I must have subscribed to his newsletter many months ago, and like so many others that I once thought important to keep up with, just scan or delete. But last Friday afternoon, I took a closer look at the newsletter from Dan Poynter http://ParaPub.com. Clicking through to his site, I found a free info kit about self-publishing, and in it some self-promotion for his self-published book, Writing Nonfiction. Saturday morning, I walked down to the Lincoln Center Barnes & Noble and picked up a copy. It's a simple read with a lot of really good ideas. I had also realized that I already own his Book Publishing Calendar, so all this has put me on the track to go ahead and take the steps needed to write the book first. Waiting for an agent to appear is (for now) a waste of precious time. I simply need to have the organizational skills, motivation and plan to go ahead and write. Dan provides a good roadmap. I already have a draft cover and three-ring binder going (two of his first "musts"). Now to organize the content and list out the chapters. I'll post the TOC once the draft is done.

Monday, May 29, 2006

Hello Agents?

A few months ago, I drafted up a concise and cogent query letter and sent it off to my "pre-vetted" list of literary agents, this at the recommendation of all the "Book Proposal Doctors." My list came from standing in Barnes & Noble on the Upper West Side and reading through the "Acknowlegements" sections of books I felt were similar (e.g. "complementary") enough to entice the agent for that book to represent mine. I sent over 25 letters, mostly by e-mail, though others by snail mail as their protocol required. Many wrote back to say thanks but no thanks,. Some did say they were interested, and I sent off my proposal (revision #66) to each of them. No bites though. I understand that rejection is part of the process, but I just wonder if it is a sign that I need to go ahead and write the book and get it out into the market, rather than follow the "process" that is expected of authors that expect to follow the traditional route. Glad to take on suggestions here about the importance (or not) of using an agent and a publishing house to get a book to market.

Saturday, May 27, 2006

Publisher or profit?

They told me the only good way to publish a book was to write a great proposal, get a savvy agent and approach the best publishers in the industry. Then the others said that publishers retain most of the revenue, don't do a thing to help you with the writing and leave you to do your own promotion.

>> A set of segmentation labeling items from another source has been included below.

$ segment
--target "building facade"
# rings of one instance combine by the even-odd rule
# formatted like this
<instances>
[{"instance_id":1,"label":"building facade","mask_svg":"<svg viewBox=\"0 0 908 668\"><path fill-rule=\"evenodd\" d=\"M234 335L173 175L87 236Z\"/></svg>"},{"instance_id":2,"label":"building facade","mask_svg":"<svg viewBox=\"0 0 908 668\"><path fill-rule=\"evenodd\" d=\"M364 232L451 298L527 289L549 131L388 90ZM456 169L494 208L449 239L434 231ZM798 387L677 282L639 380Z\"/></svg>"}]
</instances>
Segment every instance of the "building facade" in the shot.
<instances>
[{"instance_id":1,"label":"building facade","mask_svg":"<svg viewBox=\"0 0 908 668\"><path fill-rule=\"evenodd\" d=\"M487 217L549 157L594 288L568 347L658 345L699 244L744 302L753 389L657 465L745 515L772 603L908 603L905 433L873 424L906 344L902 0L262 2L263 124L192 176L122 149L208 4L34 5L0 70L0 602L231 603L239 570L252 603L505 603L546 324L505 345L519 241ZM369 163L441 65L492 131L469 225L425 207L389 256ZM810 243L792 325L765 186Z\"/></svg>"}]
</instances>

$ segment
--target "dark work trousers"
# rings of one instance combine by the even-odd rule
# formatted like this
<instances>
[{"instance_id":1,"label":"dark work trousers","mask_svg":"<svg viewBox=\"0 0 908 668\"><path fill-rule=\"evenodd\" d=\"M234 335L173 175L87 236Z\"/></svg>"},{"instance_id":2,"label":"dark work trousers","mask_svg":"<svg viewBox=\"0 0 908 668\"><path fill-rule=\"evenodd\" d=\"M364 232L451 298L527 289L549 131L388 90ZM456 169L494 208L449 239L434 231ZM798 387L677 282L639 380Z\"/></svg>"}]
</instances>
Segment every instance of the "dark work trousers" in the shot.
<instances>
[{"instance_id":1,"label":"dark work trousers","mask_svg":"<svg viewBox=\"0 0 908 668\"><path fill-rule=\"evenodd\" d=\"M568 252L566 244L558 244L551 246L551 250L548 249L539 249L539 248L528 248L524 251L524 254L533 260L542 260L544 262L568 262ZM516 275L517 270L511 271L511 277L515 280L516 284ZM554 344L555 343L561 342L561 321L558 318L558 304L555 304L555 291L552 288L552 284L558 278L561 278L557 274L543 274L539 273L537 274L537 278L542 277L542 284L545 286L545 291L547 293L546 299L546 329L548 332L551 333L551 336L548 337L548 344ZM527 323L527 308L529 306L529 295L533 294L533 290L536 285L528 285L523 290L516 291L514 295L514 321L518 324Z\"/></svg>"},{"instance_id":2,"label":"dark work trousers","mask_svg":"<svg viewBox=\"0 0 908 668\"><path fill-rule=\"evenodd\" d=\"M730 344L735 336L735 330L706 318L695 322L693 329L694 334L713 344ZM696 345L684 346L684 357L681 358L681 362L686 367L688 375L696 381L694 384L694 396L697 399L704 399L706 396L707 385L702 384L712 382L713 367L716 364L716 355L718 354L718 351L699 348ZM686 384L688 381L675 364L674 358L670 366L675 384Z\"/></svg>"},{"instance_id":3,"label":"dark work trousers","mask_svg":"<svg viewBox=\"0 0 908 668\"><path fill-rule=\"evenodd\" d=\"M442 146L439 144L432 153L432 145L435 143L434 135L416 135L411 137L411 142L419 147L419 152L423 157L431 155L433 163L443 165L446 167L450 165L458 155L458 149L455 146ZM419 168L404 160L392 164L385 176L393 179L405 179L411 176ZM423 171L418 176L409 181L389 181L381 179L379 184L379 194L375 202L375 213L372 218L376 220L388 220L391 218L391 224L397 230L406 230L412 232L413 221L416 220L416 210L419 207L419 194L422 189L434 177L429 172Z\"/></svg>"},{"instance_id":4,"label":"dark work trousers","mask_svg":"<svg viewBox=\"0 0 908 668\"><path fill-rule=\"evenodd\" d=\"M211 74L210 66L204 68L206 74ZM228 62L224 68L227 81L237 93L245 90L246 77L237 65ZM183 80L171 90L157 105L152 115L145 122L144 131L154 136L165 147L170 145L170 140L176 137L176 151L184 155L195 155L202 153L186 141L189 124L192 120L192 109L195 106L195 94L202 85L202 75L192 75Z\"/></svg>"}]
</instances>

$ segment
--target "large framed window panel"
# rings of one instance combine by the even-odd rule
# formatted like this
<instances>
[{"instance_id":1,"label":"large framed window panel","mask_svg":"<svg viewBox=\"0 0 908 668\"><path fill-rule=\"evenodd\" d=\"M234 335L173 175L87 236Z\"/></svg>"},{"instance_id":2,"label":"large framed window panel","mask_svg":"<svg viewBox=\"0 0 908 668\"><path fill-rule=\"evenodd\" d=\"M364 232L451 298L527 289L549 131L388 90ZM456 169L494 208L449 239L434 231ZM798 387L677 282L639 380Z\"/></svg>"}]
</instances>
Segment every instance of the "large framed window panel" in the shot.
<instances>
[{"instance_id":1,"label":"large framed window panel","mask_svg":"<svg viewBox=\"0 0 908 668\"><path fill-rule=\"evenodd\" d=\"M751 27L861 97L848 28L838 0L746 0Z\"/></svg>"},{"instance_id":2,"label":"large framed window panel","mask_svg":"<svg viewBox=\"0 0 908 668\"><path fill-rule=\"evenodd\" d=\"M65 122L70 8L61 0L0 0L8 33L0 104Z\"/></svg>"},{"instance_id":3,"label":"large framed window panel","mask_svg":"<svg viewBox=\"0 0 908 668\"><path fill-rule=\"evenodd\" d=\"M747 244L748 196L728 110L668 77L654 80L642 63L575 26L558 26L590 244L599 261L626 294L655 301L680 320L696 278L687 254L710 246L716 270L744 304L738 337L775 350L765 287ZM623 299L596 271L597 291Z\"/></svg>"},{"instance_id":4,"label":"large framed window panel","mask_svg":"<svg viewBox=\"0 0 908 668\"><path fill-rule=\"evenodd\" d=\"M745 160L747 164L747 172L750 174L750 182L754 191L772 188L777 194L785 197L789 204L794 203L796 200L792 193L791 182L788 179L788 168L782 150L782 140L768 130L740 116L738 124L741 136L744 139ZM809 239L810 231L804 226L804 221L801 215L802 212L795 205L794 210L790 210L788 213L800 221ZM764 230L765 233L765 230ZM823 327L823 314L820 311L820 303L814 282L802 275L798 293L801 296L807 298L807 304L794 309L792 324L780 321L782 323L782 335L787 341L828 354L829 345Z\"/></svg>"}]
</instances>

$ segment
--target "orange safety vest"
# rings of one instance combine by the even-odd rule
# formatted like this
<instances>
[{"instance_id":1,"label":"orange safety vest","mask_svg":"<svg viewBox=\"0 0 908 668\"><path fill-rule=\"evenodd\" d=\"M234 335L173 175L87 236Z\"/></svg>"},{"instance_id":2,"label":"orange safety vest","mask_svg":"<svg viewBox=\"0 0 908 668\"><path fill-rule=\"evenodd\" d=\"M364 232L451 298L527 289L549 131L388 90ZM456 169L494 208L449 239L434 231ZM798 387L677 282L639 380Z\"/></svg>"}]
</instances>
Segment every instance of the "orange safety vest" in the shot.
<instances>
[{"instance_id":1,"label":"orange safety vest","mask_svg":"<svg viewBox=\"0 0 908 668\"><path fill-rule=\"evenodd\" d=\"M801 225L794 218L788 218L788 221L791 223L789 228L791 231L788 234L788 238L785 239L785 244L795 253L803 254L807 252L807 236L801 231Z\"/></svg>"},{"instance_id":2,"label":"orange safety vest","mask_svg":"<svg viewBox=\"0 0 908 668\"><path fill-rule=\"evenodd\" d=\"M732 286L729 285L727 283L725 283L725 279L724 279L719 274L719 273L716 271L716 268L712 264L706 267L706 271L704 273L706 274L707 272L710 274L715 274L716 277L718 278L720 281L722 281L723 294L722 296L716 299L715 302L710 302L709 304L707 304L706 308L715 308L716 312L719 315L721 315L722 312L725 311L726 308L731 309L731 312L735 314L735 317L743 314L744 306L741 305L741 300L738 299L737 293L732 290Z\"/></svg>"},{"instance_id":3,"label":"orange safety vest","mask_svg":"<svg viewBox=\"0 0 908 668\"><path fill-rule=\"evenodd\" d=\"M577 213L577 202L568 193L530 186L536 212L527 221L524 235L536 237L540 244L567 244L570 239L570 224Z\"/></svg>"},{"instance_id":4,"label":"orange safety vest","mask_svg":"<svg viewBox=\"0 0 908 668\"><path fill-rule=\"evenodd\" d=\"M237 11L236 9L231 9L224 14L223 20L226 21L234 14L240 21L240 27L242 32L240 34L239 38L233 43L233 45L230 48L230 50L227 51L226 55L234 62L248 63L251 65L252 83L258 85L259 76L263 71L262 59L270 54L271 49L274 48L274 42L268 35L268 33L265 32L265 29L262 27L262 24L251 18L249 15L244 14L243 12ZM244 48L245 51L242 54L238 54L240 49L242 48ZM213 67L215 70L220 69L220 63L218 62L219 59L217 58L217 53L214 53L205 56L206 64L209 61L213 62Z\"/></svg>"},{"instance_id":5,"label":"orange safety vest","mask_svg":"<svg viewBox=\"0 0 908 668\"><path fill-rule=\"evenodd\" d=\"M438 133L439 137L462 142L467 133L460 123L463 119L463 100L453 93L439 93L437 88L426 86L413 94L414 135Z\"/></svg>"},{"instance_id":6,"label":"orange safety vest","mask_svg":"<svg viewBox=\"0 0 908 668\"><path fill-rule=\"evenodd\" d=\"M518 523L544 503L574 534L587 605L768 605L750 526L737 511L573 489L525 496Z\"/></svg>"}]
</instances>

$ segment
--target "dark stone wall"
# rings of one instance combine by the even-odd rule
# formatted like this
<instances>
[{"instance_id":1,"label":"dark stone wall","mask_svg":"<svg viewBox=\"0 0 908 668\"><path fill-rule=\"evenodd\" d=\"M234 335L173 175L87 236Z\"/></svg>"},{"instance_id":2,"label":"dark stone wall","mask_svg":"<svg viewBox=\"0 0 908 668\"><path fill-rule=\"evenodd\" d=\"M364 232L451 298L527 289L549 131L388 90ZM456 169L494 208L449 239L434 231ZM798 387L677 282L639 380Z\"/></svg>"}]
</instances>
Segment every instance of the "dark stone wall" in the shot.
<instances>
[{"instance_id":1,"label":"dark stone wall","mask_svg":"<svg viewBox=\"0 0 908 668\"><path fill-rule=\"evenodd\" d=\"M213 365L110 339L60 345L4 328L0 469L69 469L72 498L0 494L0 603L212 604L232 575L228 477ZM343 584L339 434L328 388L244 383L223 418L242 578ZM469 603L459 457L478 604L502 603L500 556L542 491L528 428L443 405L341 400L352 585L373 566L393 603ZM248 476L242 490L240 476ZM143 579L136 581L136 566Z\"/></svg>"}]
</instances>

So, after a couple years of straddling the fence about which way to go with the marketing of Why Healthcare Matters, it's clearly time to just get on with the writing of the book. I haven't seen Al Gore's movie http://www.climatecrisis.net or read his book, but I like that he's been able to use his knowledge and platform to speak his mind about global warming. I really see the power in that. Healthcare was supposed to be the issue in the 2004 presidential campaign until terrorism, Iraq and swift boats were seen by consultants as more relevant issues to the populace. Healthcare is difficult to champion as a politician. It's too complex. The Clintons tried to take it on early in their presidency and it nearly choked them. But for 2008, if we're past the immigration issue, healthcare should be domestic Topic A.

Why Healthcare Matters should be out by the end of 2007, and it can hopefully can fuel the political agenda during the next presidential campaign.